Skico put the word out internally about ASPENX and its broader rebranding effort, featuring the new aspen leaf logo, during “Brand Camp” meetings for full-time employees in September. Kaplan estimated between 700 and 1,000 employees attended a session. He acknowledged there was some pushback along the lines of, “why are you spending money on these efforts when affordable housing has hit a crisis stage?” A significant amount of free market affordable housing has disappeared in recent years as it gets bought by second homeowners or rented short-term to tourists.

“I would say that feedback was housing, housing, housing and pay,” Kaplan said of the Brand Camp meetings. “We’re hearing that, but hearing it louder and hearing how acute it became definitely had an impact.”

The feedback helped lead to the $3 per hour pay increase, he said.

A veteran Skico employee, who talked on the condition of anonymity in order to speak freely, was aware of the company’s broader rebranding effort but not specifically about ASPENX. The employee questioned why the new initiatives are being pursued when there are so many challenges to provide people with a livable wage and challenges to cultivate a diverse workforce and clientele. The person noted that a Skico employee newsletter urged workers to take advantage of a local food bank if they were having trouble making ends meet.

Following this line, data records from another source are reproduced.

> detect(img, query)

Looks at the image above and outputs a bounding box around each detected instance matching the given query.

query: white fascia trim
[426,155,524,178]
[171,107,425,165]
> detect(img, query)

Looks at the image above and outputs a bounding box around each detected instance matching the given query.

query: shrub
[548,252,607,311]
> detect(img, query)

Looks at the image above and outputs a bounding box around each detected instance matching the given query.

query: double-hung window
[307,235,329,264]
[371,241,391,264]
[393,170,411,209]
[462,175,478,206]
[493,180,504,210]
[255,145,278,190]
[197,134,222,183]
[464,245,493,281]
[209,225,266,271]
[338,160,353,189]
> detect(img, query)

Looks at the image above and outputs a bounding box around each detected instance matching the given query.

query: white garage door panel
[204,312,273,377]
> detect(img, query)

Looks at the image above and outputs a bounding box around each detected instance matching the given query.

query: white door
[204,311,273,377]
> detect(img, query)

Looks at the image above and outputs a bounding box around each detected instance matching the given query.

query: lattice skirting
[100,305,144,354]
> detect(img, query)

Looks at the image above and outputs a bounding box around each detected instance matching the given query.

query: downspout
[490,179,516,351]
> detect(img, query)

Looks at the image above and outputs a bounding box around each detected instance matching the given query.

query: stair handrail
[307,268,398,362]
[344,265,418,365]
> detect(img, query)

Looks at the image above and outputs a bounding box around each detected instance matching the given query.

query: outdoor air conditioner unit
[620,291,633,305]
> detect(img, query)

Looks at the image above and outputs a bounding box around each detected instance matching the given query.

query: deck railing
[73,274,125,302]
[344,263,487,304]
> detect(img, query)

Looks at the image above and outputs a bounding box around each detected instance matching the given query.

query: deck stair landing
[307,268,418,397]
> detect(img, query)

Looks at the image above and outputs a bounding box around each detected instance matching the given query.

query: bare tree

Kaplan said launching ASPENX in no way detracts from its efforts to promote sustainability, diversity and equity.

“I don’t see it as a zero-sum game,” he said. “We have to work harder to be sure we’re not pigeonholed as ‘Oh, that place isn’t for me,’ whatever your skin color is or whatever your income level,” he continued. “That’s why we’re working hard on our Aspen Snowmass messaging. It’s not just the messaging but the substance.”

ASPENX appears to be here to stay but it is likely to evolve.

“What it becomes will become clearer over the next six to nine months,” Kaplan said.